A diminished Russia means that BRICS is not what it was, and that South Africa has been burnt from investing so heavily in the relationship with Moscow.
Perhaps more significant than the mutiny in Russia was the symbol last week of India’s decisive shift towards far closer ties with the US. Last week Indian Prime Minister Narendra Modi was embraced in Washington, where he addressed the US Congress, and signed multiple defence and technology deals. The US has agreed to sell India reconnaissance drones, and there could be more deals in the months ahead.
India will be an enormous beneficiary of the US push toward friend-shoring – the move to locate manufacturing facilities in countries that are close friends – to reduce dependence on China. General Electric will manufacture jet engines that are used in the F-18 fighter in India, and there are agreements to work together on artificial intelligence, semiconductors and space exploration. The two countries already conduct regular military exercises and are part of the Quadrilateral Security Dialogue with the US, Australia and Japan.

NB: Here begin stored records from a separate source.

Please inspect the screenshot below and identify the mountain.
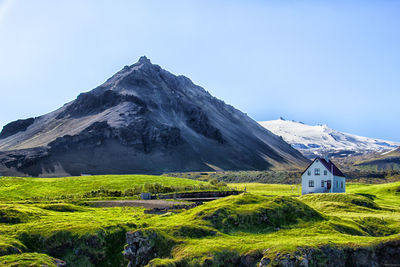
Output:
[0,57,308,176]
[259,118,400,159]
[354,148,400,171]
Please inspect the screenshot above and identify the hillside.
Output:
[259,118,400,159]
[0,176,400,267]
[355,148,400,171]
[0,57,308,176]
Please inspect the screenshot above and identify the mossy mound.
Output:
[300,193,380,211]
[0,253,66,267]
[356,217,396,236]
[195,194,323,232]
[0,239,25,256]
[0,205,41,224]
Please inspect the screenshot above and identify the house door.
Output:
[326,180,331,190]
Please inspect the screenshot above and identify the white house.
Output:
[301,158,346,195]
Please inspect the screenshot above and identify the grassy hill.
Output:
[0,175,400,266]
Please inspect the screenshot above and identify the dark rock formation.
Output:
[258,240,400,267]
[0,57,308,176]
[0,118,35,139]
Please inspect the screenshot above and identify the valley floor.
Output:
[0,176,400,266]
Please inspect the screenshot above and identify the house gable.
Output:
[301,158,346,177]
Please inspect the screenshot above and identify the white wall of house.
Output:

India has a long-standing border dispute with China and is deeply concerned about Beijing assertiveness in Asia. It is keen to find help in standing up to China.

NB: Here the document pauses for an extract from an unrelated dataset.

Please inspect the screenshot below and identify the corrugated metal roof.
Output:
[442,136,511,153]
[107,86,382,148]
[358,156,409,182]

While India strictly maintains a policy of neutrality, it joined China in voting to condemn Russia in a UN vote a few months ago. India is buying the oil that Russia cannot sell to the West, but this and its reliance on Russian weapons is pushed aside in Western capitals.
With India’s population estimated by the UN to have overtaken that of China, and with the fast growth of its economy and middle class, much of the world is keen for far closer ties. This gives India great leeway in what it does. While BRICS membership suits India as a point of diplomatic contact, its increasingly close ties with the West mean it is not about to join up with its rival China on any initiative.

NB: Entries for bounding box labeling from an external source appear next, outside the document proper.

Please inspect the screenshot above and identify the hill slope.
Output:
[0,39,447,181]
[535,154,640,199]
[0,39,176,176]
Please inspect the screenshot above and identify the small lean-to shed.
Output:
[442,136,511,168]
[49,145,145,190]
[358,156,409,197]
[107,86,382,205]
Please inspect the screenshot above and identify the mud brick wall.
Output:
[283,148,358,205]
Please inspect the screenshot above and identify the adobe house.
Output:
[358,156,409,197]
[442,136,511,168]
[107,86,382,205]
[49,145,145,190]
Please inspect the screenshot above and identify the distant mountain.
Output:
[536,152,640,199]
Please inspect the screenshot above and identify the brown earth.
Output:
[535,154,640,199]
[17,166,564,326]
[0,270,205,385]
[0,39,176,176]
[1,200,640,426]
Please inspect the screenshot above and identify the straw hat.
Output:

The events of the past week in Russia, the cold reception of the African delegation in Moscow, and Modi’s warm welcome in Washington should force a reappraisal by Pretoria.
But the ANC’s heart is with Russia and China. Last week the Chief of the South African National Defence Force was in Beijing for talks about increased military co-operation. This was not a good time for the visit. The US is on the verge of re-considering South Africa’s eligibility to continue to receive tariff-free benefits for many of its exports under the Africa Growth and Opportunity Act.
Russia can offer little to South Africa, and China, although a major trade partner, is not a leading investor or aid donor to the country. Neither is part of the group that has made a commitment of $8.5 billion to finance South Africa’s Just Energy Transition. The loans will be funded by the US, the European Union, France, Germany and the UK.
While this support for renewables might not end South Africa’s dire energy predicament, it will help. Neither Eskom, nor the government, nor the private sector has the resources to massively finance SA energy investment needs. Russia cannot afford to give us favourable terms on a nuclear deal, and China may make loans on commercial terms.
As this article in the Daily Maverick points out, European Prime Ministers and foreign ministers have been flocking to Pretoria in recent weeks. Why are they streaming to Pretoria? The sole reason cannot be to talk about green energy. They must have come with queries and warnings about where South Africa stands on the big issues of the day.
The visits might have resulted in an invitation to French President Emmanuel Macron to attend the BRICS summit being hosted by South Africa. A summit without Putin, but with Macron would signal change, but real neutrality would require more.
The world changed last week, but it is unclear whether Pretoria fully realises the extent of this, and how it should best respond.
Jonathan Katzenellenbogen is a Johannesburg-based freelance financial journalist.